A reasonably unified API

So far we have analyzed a regression task. Luckily, PoniardClassifier and PoniardRegressor differ only in default models, default cross validation strategy and default metrics.

from poniard import PoniardClassifier
from sklearn.datasets import load_wine
X, y = load_wine(return_X_y=True, as_frame=True)
clf = PoniardClassifier().setup(X, y, show_info=False)
clf.fit()
clf.get_results()
test_roc_auc_ovr test_accuracy test_precision_macro test_recall_macro test_f1_macro fit_time score_time
LogisticRegression 1.000000 0.983175 0.982828 0.983810 0.982571 0.004461 0.003472
RandomForestClassifier 0.999336 0.971905 0.973216 0.974098 0.972726 0.044476 0.007773
HistGradientBoostingClassifier 0.999311 0.971746 0.970350 0.976508 0.972109 0.268834 0.025884
SVC 0.999128 0.960635 0.960133 0.965079 0.960681 0.002355 0.002526
GaussianNB 0.998855 0.971905 0.973533 0.974098 0.972720 0.002148 0.002939
XGBClassifier 0.998213 0.949206 0.956410 0.950548 0.950512 0.020969 0.003620
KNeighborsClassifier 0.995903 0.960794 0.959845 0.965079 0.960468 0.001462 0.003054
DecisionTreeClassifier 0.945058 0.927302 0.933483 0.927961 0.928931 0.001737 0.002261
DummyClassifier 0.500000 0.399048 0.133016 0.333333 0.190095 0.001500 0.002517
fig = clf.plot.confusion_matrix(estimator_name="LogisticRegression")
fig.show("notebook")

Intended use

In the real world where real data lives, building machine learning models is not as simple as running an abstraction in 2 lines and calling it a day.

Our preferred way of working is splitting the data in train-test sets before touching Poniard. That way you can pass the training data to PoniardBaseEstimator.setup and let the inbuilt cross validation handle model evaluation.

When you are done, PoniardBaseEstimator.get_estimator simply returns a pipeline by name and optionally trains it with full data (which should be just training data), making it easy to continue working on models while preserving an unseen test set which can now be used to assess generalization power.

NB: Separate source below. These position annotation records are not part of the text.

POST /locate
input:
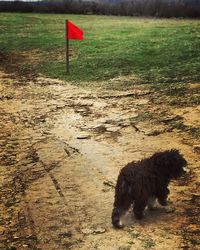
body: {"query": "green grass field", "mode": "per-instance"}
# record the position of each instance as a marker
(153, 50)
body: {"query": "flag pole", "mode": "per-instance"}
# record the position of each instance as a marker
(67, 47)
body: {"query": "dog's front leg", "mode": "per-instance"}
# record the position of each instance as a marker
(116, 217)
(162, 196)
(139, 206)
(120, 207)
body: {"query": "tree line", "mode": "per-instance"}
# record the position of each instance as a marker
(154, 8)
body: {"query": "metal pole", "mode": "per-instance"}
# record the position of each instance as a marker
(67, 48)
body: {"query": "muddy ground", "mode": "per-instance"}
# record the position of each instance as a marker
(61, 148)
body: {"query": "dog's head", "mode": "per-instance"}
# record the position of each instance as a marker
(173, 163)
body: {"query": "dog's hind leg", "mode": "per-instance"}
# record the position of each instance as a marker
(152, 203)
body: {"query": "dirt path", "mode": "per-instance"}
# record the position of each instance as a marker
(61, 148)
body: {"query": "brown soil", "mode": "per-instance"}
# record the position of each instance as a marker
(61, 148)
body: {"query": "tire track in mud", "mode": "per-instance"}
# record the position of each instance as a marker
(64, 160)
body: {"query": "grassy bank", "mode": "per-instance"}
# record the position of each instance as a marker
(154, 50)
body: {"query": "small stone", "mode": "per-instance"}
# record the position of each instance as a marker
(99, 230)
(87, 231)
(82, 137)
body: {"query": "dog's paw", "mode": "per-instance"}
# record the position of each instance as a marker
(170, 209)
(119, 225)
(163, 202)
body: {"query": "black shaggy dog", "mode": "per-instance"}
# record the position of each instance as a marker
(140, 183)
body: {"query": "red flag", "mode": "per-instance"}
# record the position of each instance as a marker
(74, 32)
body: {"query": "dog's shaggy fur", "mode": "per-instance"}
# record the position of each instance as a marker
(139, 183)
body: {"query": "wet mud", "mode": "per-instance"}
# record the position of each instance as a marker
(61, 148)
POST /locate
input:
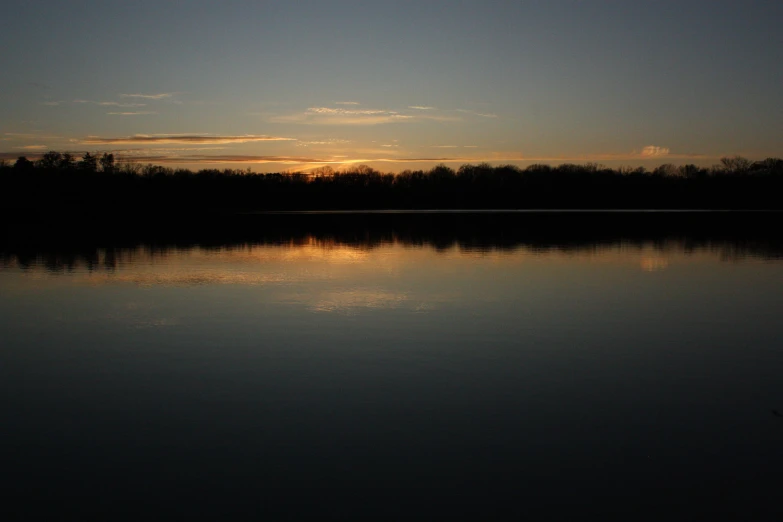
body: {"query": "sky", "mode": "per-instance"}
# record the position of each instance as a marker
(292, 86)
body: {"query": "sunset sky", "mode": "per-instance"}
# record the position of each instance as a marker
(406, 84)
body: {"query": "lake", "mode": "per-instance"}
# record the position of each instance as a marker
(408, 369)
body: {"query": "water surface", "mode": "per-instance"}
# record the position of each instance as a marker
(333, 378)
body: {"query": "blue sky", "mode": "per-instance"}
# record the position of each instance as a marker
(297, 85)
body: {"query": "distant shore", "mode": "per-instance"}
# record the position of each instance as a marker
(61, 184)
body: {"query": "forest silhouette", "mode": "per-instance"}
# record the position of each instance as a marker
(62, 182)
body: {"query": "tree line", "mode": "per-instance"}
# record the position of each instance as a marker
(101, 182)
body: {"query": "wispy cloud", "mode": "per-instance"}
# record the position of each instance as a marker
(333, 141)
(30, 135)
(111, 104)
(652, 151)
(341, 116)
(137, 113)
(181, 139)
(159, 96)
(476, 113)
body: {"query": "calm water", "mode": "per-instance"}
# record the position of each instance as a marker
(397, 379)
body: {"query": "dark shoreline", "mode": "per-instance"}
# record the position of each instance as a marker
(69, 240)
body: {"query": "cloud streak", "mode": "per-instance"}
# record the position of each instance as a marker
(110, 104)
(652, 151)
(159, 96)
(180, 139)
(137, 113)
(476, 113)
(343, 116)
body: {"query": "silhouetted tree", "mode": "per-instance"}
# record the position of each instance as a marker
(50, 160)
(88, 163)
(736, 164)
(23, 164)
(107, 163)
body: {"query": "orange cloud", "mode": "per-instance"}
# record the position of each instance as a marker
(181, 139)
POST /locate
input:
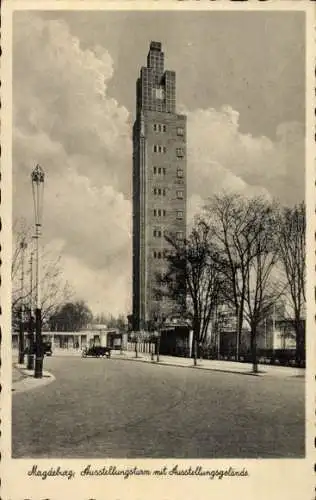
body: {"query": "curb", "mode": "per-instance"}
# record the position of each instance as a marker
(163, 363)
(28, 382)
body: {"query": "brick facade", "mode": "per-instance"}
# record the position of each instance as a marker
(159, 184)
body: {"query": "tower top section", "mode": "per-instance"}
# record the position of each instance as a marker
(156, 88)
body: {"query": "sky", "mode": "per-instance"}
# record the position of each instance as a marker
(240, 80)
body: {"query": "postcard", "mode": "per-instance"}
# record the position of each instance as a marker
(158, 250)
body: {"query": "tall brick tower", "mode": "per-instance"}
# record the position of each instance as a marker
(159, 184)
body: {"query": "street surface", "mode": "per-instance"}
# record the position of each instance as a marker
(117, 408)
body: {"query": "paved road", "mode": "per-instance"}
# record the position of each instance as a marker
(125, 409)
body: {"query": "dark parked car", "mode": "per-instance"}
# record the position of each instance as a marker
(47, 349)
(96, 352)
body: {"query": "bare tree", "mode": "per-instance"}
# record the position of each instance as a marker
(243, 233)
(193, 274)
(263, 287)
(291, 241)
(55, 290)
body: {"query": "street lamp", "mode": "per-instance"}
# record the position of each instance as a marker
(30, 357)
(37, 177)
(23, 247)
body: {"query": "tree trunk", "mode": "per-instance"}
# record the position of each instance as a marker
(136, 349)
(195, 349)
(254, 350)
(300, 342)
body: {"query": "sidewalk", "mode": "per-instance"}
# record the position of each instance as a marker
(215, 365)
(23, 379)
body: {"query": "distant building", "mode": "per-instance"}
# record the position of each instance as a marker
(159, 184)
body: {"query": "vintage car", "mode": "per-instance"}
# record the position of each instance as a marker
(46, 347)
(96, 351)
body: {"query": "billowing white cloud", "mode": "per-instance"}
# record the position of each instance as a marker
(220, 157)
(65, 120)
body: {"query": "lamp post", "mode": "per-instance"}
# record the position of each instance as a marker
(23, 247)
(30, 356)
(37, 177)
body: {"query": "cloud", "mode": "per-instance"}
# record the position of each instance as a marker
(65, 120)
(220, 157)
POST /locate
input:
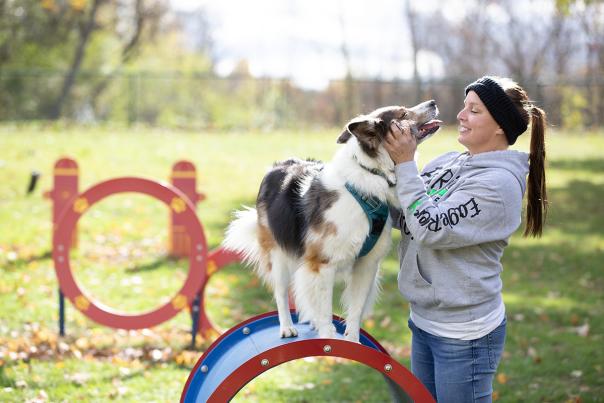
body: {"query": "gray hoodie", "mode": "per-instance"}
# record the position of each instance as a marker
(457, 217)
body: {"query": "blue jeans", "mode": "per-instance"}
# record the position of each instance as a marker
(454, 370)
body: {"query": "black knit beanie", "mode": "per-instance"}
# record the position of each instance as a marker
(500, 106)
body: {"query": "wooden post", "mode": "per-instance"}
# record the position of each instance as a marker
(184, 177)
(65, 188)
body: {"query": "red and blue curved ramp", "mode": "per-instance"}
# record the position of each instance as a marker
(254, 346)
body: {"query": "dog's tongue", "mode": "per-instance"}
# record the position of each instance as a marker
(430, 124)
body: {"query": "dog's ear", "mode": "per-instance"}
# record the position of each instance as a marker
(368, 130)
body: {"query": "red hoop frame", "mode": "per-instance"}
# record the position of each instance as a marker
(173, 198)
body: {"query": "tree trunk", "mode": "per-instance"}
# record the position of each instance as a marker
(85, 32)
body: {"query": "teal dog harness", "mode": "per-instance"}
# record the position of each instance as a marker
(377, 214)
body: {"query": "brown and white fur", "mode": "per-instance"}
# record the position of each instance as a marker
(307, 227)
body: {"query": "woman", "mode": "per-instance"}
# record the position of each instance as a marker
(456, 218)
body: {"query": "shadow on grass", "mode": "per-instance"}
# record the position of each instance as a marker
(153, 265)
(29, 259)
(576, 209)
(592, 165)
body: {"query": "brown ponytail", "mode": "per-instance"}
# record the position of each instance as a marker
(536, 208)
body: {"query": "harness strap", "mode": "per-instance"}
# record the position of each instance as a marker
(377, 214)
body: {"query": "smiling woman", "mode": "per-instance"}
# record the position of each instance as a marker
(456, 218)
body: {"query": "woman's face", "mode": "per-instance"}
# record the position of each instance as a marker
(478, 131)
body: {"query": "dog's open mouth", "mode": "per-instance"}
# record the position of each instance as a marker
(428, 128)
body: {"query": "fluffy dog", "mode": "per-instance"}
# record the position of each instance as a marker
(316, 220)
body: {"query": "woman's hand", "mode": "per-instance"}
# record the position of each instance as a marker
(400, 144)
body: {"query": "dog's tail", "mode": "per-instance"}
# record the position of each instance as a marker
(242, 236)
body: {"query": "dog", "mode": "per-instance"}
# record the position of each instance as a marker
(310, 224)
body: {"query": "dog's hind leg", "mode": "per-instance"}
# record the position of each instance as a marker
(280, 273)
(359, 296)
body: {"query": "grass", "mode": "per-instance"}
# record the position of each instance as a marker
(552, 286)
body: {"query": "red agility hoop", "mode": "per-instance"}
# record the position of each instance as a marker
(178, 204)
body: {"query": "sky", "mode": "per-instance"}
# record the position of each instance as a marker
(302, 39)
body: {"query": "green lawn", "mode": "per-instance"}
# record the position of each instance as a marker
(552, 286)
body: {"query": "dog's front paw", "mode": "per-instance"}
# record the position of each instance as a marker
(327, 331)
(288, 331)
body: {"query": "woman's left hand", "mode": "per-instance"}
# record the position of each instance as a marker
(400, 143)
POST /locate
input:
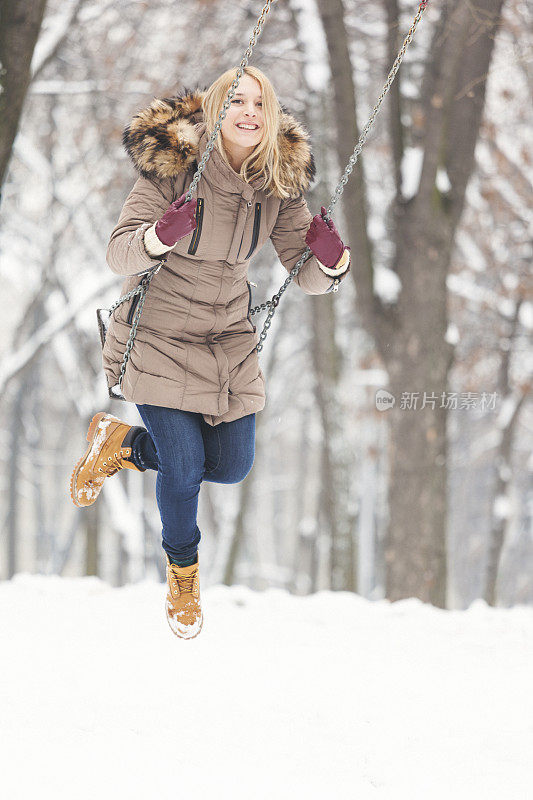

clf.get_estimator("RandomForestClassifier", retrain=False)
Pipeline(steps=[('preprocessor',
                 Pipeline(steps=[('type_preprocessor',
                                  Pipeline(steps=[('numeric_imputer',
                                                   SimpleImputer()),
                                                  ('scaler',
                                                   StandardScaler())])),
                                 ('remove_invariant', VarianceThreshold())],
                          verbose=0)),
                ('RandomForestClassifier',
                 RandomForestClassifier(random_state=0))])
In a Jupyter environment, please rerun this cell to show the HTML representation or trust the notebook.
On GitHub, the HTML representation is unable to render, please try loading this page with nbviewer.org.